Yukon River Quest paddling race cut short because of wildfires

Organizers of the Yukon River Quest are cutting this year's race short because of wildfires in the central territory.

The annual long-distance paddling race, which draws competitors from around the world, began on Wednesday in Whitehorse with 74 teams of canoeists, kayakers and stand-up paddle-boarders setting off down the Yukon River.

Typically, the race is a 715-kilometre haul all the way to Dawson City, Yukon, but organizers announced on Thursday that this year's race would end instead at Carmacks, which is less than halfway to Dawson.

"Yeah, it is disappointing but you know, safety first," said race marshal Stephen Mooney.

Organizers said in a statement that the race board made the decision after talking with Yukon government officials about the wildfires near the North Klondike Highway south of Stewart Crossing. Those fires have prompted the closure of the highway — which connects Whitehorse and Dawson — several times over the last week, and on Wednesday an evacuation alert was issued for Stewart Crossing.

Mooney said the highway conditions were the main concern for race organizers. Even if paddlers were safe travelling on the river, organizers were concerned about support vehicles trying to get through the active fire zone.
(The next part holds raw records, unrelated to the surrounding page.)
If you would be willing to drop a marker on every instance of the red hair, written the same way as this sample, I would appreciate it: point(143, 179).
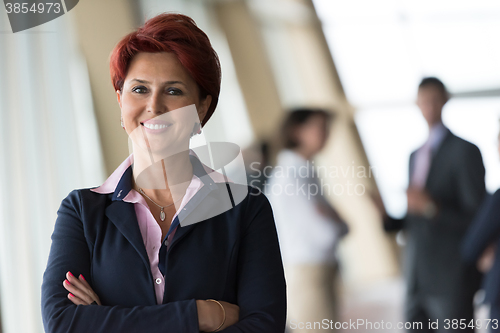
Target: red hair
point(180, 35)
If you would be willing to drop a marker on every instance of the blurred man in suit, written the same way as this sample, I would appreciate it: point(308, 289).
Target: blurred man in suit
point(446, 188)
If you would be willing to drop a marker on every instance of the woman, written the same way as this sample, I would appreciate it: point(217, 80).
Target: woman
point(309, 228)
point(165, 244)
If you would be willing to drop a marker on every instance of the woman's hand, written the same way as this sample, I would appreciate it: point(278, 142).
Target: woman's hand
point(210, 315)
point(80, 292)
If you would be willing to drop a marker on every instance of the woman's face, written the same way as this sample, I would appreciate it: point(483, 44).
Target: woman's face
point(155, 88)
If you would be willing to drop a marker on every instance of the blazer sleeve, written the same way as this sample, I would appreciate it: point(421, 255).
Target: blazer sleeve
point(261, 283)
point(484, 230)
point(470, 190)
point(70, 252)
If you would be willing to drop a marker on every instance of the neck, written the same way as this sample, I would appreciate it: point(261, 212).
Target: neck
point(163, 177)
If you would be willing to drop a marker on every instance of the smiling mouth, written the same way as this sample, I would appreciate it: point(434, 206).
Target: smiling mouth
point(155, 126)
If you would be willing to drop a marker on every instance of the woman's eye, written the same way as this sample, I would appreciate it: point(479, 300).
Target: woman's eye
point(139, 89)
point(174, 91)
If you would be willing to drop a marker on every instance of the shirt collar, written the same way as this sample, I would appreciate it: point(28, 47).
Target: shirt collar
point(120, 181)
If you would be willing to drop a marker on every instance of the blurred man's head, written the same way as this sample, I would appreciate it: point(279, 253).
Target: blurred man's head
point(306, 130)
point(432, 96)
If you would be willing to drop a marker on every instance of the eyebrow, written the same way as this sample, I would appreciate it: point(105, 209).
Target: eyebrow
point(166, 82)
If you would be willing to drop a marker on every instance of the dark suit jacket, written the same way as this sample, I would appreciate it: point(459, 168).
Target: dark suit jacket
point(233, 257)
point(485, 231)
point(433, 264)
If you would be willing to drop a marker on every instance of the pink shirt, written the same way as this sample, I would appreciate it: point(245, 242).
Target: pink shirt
point(150, 230)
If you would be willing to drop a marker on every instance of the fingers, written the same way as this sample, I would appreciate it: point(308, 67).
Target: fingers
point(81, 292)
point(76, 300)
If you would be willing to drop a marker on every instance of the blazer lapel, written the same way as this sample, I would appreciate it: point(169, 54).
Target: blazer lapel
point(200, 212)
point(122, 214)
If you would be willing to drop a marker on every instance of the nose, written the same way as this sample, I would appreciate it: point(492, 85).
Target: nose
point(156, 104)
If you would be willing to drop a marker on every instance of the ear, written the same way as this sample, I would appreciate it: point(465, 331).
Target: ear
point(119, 98)
point(203, 108)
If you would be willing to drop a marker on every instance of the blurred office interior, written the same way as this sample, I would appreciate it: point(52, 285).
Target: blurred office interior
point(362, 59)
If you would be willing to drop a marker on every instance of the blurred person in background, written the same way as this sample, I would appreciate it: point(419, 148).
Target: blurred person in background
point(121, 260)
point(309, 228)
point(446, 188)
point(481, 248)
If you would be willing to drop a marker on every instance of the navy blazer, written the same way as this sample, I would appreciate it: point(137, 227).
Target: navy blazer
point(233, 257)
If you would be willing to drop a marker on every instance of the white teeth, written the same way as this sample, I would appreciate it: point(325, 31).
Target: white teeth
point(154, 126)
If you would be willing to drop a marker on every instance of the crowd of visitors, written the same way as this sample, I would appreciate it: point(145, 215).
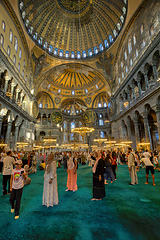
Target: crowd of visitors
point(16, 167)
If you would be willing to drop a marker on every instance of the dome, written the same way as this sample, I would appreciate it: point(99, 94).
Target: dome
point(72, 80)
point(44, 100)
point(73, 29)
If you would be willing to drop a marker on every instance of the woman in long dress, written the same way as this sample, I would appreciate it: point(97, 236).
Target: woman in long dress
point(50, 194)
point(72, 174)
point(98, 178)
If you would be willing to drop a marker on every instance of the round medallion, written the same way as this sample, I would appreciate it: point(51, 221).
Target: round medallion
point(35, 109)
point(89, 117)
point(73, 6)
point(56, 117)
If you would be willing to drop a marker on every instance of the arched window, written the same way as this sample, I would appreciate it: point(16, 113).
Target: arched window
point(142, 28)
point(15, 43)
point(134, 39)
point(89, 52)
point(23, 14)
point(40, 105)
point(11, 36)
point(95, 50)
point(78, 55)
point(20, 53)
point(19, 67)
point(129, 46)
point(67, 54)
point(50, 49)
point(125, 55)
point(115, 32)
point(101, 134)
point(14, 59)
point(122, 18)
point(8, 50)
point(3, 26)
point(72, 55)
point(118, 26)
point(61, 53)
point(110, 38)
point(84, 55)
point(101, 122)
point(55, 51)
point(72, 125)
point(101, 47)
point(151, 30)
point(106, 44)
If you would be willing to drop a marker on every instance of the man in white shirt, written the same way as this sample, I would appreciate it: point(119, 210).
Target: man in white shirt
point(132, 167)
point(149, 167)
point(8, 163)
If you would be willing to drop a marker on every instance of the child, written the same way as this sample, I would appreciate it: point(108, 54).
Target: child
point(17, 182)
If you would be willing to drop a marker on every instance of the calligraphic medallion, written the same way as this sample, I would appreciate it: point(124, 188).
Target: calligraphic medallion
point(35, 109)
point(56, 117)
point(89, 117)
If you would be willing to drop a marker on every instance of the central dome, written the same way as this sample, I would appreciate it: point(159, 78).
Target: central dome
point(74, 6)
point(76, 29)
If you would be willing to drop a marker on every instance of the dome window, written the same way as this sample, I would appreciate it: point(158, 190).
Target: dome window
point(78, 55)
point(95, 50)
point(89, 52)
point(72, 55)
point(84, 55)
point(101, 47)
point(61, 53)
point(110, 38)
point(55, 51)
point(106, 44)
point(50, 49)
point(67, 54)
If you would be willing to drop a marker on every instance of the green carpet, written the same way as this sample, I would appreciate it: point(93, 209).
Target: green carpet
point(127, 212)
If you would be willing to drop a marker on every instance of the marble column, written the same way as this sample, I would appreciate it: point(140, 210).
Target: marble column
point(139, 86)
point(158, 120)
point(8, 132)
point(146, 81)
point(155, 73)
point(133, 91)
point(147, 129)
point(137, 134)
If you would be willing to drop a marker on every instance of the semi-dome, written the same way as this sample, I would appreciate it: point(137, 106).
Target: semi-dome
point(73, 29)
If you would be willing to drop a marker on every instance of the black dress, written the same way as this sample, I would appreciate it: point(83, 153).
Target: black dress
point(98, 186)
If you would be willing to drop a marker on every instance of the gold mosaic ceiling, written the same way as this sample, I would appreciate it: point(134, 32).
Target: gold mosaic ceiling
point(74, 29)
point(72, 80)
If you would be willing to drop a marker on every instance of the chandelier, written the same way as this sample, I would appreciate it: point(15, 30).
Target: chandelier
point(82, 130)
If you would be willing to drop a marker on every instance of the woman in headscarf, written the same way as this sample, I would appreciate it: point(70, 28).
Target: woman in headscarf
point(98, 178)
point(50, 194)
point(72, 174)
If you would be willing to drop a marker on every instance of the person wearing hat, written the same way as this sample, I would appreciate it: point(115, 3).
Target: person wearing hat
point(18, 176)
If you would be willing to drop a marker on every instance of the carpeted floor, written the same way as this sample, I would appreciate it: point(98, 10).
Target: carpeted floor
point(127, 212)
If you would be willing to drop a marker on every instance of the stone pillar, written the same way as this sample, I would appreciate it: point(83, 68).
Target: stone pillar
point(155, 73)
point(133, 91)
point(137, 135)
point(41, 118)
point(6, 84)
point(146, 80)
point(147, 129)
point(47, 119)
point(8, 131)
point(139, 86)
point(158, 120)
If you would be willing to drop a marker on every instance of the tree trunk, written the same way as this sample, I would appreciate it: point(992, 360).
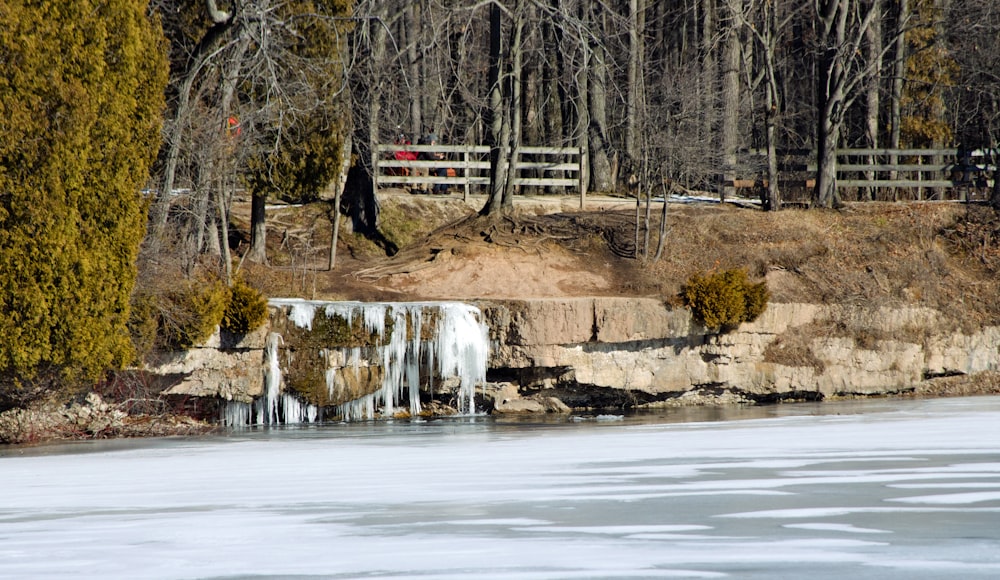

The decision to halt the race early was "actually not that difficult," Mooney said.

2024 Yukon River Quest race marshal Stephen Mooney in Whitehorse, June 2024.
The decision to halt the race early was 'actually not that difficult,' said race marshal Stephen Mooney. (George Maratos/CBC)

"When you speak to Wildland Fire and they tell you that travel between the communities Pelly [Crossing] and Stewart [Crossing] was 'essential services only' ... we do not consider this race 'essential service.'"

The race had also seen a temporary halt the night before, at the north end of Lake Laberge, because of fire activity just downriver from there. Organizers texted the ten teams that were past the Lower Laberge checkpoint to pull off the river and wait. They were then allowed to carry on once Wildland Fire officials determined that the fire downriver had calmed enough for paddlers to safely carry on.

The first team — a duo from Ontario in a canoe — arrived at the Carmacks checkpoint just before 8 a.m. on Thursday and by early afternoon dozens more teams had also arrived. Most of the rest were expected to reach Carmacks throughout the afternoon and evening.

Paddlers ready to leave Whitehorse in the 2024 Yukon River Quest, June 26, 2024.
Paddlers ready to leave Whitehorse at the start of the race on Wednesday. There were 74 teams in the race this year. (Camille Vernet/Radio-Canada)

Organizers said the race times to Carmacks will be the final results, and awards would be handed out on Friday morning.

Yukon fire information officer Mike Fancie said the decision to end the race early was up to the event organizers.

"I don't think that it's fire activity that, in and of itself, would make it unsafe for paddlers to have to leave the river," Fancie said.

"But it's obviously up to the River Quest what the risk is that they're willing to tolerate, with regards to the race that they're organizing."

Mooney said he's going to encourage some of the visiting racers to make the most of things and maybe spend some time exploring the southern territory instead of Dawson City.

He's also hoping for better luck next year, after several disruptions to the race in recent years.

"We've had COVID, we've had high water that we've cancelled races — you know, I was joking locusts and frogs maybe next year," he said.